The ranch is not the site of the Standing Rock Camp where protectors are taking a stand against the Dakota Access pipeline, but the ranch has hundreds of burials and artifacts.
“It’s a beautiful ranch, but I just wanted out,” he said.
Standing Rock Sioux Tribal Chairman David Archambault II made a statement at the Protecting Native Land and Resources, Rejecting North Dakota Pipeline Forum:
“Recently, they purchased the Cannonball Ranch, yesterday the transaction was final, the documents are signed and recorded with the county and the money was transferred. So the owner of the Cannonball Ranch, where we’re demonstrating, what we’re protecting, has now been sold to the pipeline company so it’s really disturbing to me because the intention is all wrong. Without having any further review and without understanding what the process was… it’s not fair. It’s not right and the company is going to try to move forward without any consideration of tribes.

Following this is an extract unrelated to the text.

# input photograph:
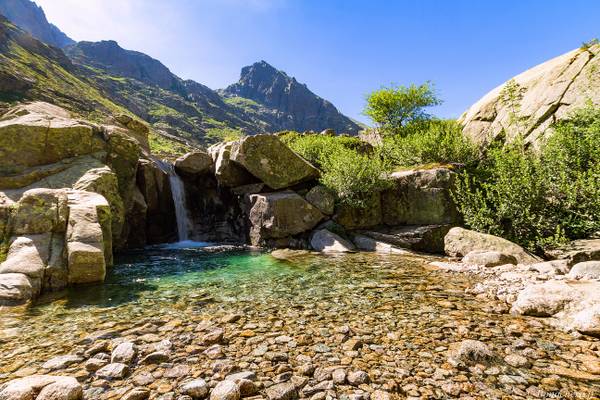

I am not asking that you stop this pipeline, I’m asking that you do a full EIS [Environmental Impact Statement].”
On the same day as the Cannonball Ranch sale, more than 1,200 archaeologists and museums sent a letter to President Barack Obama, the Department of Justice, the Department of the Interior and the U.S. Army Corps of Engineers urging a full Environmental Impact Statement be completed as well as a survey of cultural resources along the pipeline’s route.
“The destruction of these sacred sites adds yet another injury to the Lakota, Dakota, and other Indigenous Peoples who bear the impacts of fossil fuel extraction and transportation. If constructed, this pipeline will continue to encourage oil consumption that causes climate change, all the while harming those populations who contributed little to this crisis,” reads part of the letter.